«В 1935 г. я был напрочь исключен из (нацистской) Палаты прессы… Фрау Рифеншталь не только знала об этом, но и бросала этой ситуации вызов в течение стольких лет… не потому, что она ожидала каких-то преимуществ от моего таланта сочинителя, но из желания выразить протест. И так не только в ситуации со мной, но и в случаях со столькими другими… Она всегда побуждала меня вставать за других подобным образом изгнанных писателей и помогать им материально. На эти цели фрау Рифеншталь расходовала крупные суммы, даже при том, что в эту пору она была отнюдь не зажиточна».
Лени Рифеншталь пребывала в неофициальных «черных списках» не только на родине — вне всякого сомнения, и за пределами Германии велась срежиссированная кампания, чтобы помешать ей возобновить работу. Многие из активистов этой кампании были еврейской национальности. Нам только нужно определить, является ли это естественным и объяснимым проявлением бдительности — мол, память о холокосте не угасла, ничуть! — или же это вылилось в более специфическую личную вендетту.
Пожалуй, трудно вынести однозначное решение, где в этой истории черное, где — белое. Ни критики, ни защитники Лени не собираются менять своих позиций, подкрепляемых в основном статьями, в которых они отстаивают свою точку зрения. Все, что мы требуем, — логической переоценки. Все, на что мы надеемся, — избежать нестыковок. Возьмем, скажем, одно из самых распространенных обвинений — что она была нацисткой до мозга костей и рабски следовала воле Гитлера. Ну а как быть с тем обстоятельством, что она отказалась вырезать чернокожего победителя Джесси Оуэнса из олимпийского фильма? Да, следует признать — примирить одно с другим ой как непросто!
Так когда же, по словам Рифеншталь, с ее глаз спала пелена? Она пришла в ужас, когда после поездки в Америку узнала от одного из адъютантов Гитлера, что репортажи о «Хрустальной ночи», какими они появлялись в американской прессе, оказались отнюдь не вымыслом. И не стоит винить ее за то, что она не поверила этому сразу, как прочла в столбцах газет; в ту пору в Германии (где, очевидно, творились несправедливости отнюдь не в отношении одних только евреев) был популярен миф о том, что фюрера держат в неведении относительно бесчинств, творимых его подручными, что жалобы родного народа до него не доходят, и, следовательно, он не несет ответственности за происходящее. Даже после такого предостерегающего явления, как «Хрустальная ночь», по-прежнему находились яростные противники возложения вины за нее на фюрера.

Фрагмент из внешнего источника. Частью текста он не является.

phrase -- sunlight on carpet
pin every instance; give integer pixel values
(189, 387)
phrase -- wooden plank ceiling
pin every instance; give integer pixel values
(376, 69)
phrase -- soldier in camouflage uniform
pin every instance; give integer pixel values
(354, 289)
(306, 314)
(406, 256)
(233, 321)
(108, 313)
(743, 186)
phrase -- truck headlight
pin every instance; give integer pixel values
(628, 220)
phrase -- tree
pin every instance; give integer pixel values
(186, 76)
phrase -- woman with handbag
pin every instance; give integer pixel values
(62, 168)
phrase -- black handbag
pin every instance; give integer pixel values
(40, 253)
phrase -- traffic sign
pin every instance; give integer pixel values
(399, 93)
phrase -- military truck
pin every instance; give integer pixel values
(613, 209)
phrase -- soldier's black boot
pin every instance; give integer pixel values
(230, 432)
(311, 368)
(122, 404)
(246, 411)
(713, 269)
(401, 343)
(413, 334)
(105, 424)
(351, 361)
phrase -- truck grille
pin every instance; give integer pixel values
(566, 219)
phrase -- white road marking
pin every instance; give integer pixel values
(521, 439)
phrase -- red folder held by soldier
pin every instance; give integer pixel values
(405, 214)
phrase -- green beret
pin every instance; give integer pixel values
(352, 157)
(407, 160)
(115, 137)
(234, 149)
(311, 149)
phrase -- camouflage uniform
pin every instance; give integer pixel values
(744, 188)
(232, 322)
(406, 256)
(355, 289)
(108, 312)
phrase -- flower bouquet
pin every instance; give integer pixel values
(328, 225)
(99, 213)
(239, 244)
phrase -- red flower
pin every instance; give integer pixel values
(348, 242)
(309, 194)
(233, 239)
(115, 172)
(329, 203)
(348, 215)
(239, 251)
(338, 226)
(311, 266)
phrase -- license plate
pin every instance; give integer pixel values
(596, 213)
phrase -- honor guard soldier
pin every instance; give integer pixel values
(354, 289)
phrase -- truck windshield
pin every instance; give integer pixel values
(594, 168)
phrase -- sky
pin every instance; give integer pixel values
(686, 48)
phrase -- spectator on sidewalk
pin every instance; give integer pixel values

На Третьем ежегодном дне германского искусства в Мюнхене в июле 1939 года Лени пребывала в более удрученном настроении, чем на более ранних подобных празднествах. Оценив свои критические чувства, она была готова бросить интеллектуальный вызов всему тому, что ей показывали, выдавая за новейшие выражения национального искусства. На церемонии открытия Гитлер с торжественным удовлетворением объявил, что со всем «примитивным» в живописи и скульптуре покончено. Весь этот «загнивающий декадентский обман» модной модернистской пачкотни выметен прочь, и обеспечен «новый, пристойный и респектабельный уровень достижений». К сему Геббельс добавил, что теперь искусство вновь стало доступно массам, а не одним только «верхним десяти тысячам». К тому же теперь исчез такой фактор деградации искусства, как еврейское мировоззрение. Ну а что же выдавалось за «новый уровень достижений», что предстало глазам Лени? Статуи со вспученной мускулатурой, идеализированные пейзажи, героическое крестьянство. Она обратила внимание на тяжеловесный эротический символизм картины Пауля Матиаса Падуа «Леда с лебедем» и усмотрела в этом кич — кстати, Гитлер тоже сильно разругал эту вещь… Ну, а самой Лени порядком досталось от Гитлера за ее пристрастие к импрессионистам и таким современным художникам, как Кэте Кольвиц[94], которые теперь были явно не в фаворе… Если Гитлер, мнивший себя арбитром хорошего вкуса, мог так заблуждаться в искусстве, то что гарантирует его и от политических ошибок, думала Лени. Покидать Германию не входило в ее намерения. От этого ее удерживала любовь к родине и семье. Положим, она еще могла, пожалуй, уехать в Голливуд в пределах двух лет после создания «Триумфа», если бы громогласно отреклась от нацистского прошлого, но к 1939 году это было бы уже слишком поздно. Когда началась война и она поняла, что не ее это дело — съемки событий на передовой, она решительно отстранилась от пропагандистской машины: но при любых обстоятельствах она находилось в привилегированном положении хотя бы по той причине, что имела возможность позволить себе это. И хотя финансовой независимостью, позволявшей ей работать над собственными проектами, она обязана успеху «Олимпии», эту последнюю картину считают не свободной от нацистского патронажа, имея в виду непростые пути финансирования этой картины.